T-Roc’un büyümesi sadece dış tasarımda değil, kabin içinde de ferahlık hissiyle kendini gösteriyor. 4.37 metrelik uzunluğuyla selefini 122 mm geride bırakan yeni T-Roc, aks mesafesindeki 28 mm’lik artışı özellikle arka koltuk diz mesafesinde gösteriyor. Eski nesilde uzun boylu yolcular için klostrofobik olabilen arka bölüm, artık yetişkinlerin de rahatça seyahat edebileceği bir alana dönüşmüş. Bagaj hacminin 20 litre artarak 465 litreye ulaşması ve kapı açma kollarının ergonomik olarak daha doğru bir konuma taşınması gibi detaylar, aracın kullanışlılığını artıran unsurlar arasında. Ayrıca ilk kez sunulan Head-up Display ve artık sadece şerit takibi yapmakla kalmayan, navigasyon verilerini kullanarak virajları, kavşakları tanıyan, hızını buna göre ayarlayabilen, geliştirilmiş Travel Assist yarı otonom sistemi, T-Roc’u teknolojik donanım açısından da ailenin büyük üyelerinin yanına getiriyor.
Life, Style ve R-Line donanımlarıyla bizim yollarımıza çıkacak olan büyümüş T-Roc’un fiyatının da büyüyerek Tiguan’a yaklaşacağını düşünsek de, Doğuş Otomotiv’in Türkiye için cazip bir seviye belirleyeceğini tahmin ediyoruz…

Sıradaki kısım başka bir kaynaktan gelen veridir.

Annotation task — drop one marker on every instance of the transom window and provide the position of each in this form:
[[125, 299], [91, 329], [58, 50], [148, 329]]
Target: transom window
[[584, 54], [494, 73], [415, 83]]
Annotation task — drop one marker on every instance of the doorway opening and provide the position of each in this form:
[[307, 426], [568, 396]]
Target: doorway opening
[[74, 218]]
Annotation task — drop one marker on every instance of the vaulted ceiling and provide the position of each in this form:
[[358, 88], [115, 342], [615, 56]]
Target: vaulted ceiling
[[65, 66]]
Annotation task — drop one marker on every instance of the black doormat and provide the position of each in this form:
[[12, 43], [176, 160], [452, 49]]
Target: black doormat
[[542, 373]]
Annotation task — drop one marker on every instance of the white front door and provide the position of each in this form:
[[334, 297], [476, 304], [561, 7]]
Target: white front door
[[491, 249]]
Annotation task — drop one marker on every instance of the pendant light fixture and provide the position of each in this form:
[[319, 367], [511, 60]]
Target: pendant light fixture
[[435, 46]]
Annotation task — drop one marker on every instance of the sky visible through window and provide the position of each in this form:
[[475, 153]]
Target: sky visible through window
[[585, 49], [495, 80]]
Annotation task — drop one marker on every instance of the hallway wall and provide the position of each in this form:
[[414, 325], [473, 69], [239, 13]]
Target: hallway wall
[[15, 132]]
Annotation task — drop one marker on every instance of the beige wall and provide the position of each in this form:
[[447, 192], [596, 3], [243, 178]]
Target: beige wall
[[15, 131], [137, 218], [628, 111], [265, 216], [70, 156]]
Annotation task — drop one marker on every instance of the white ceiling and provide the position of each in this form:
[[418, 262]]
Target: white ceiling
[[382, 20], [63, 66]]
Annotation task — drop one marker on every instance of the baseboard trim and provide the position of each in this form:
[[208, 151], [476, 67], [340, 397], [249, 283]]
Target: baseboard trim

Hibrit 136 ve 170 HP’lik iki yeni seçenek veya 204 HP’lik 2.0 TSI 4Motion veya 2027’de çıkacak 333 HP’lik T-Roc R’ın buralara gelmesinin, ÖTV duvarları nedeniyle hiç kolay olmadığını düşünsek de, spor otomobil tutkunu VW Türkiye yöneticileri, belki bu şık tasarıma yakışır diye sürprizler yapabilir…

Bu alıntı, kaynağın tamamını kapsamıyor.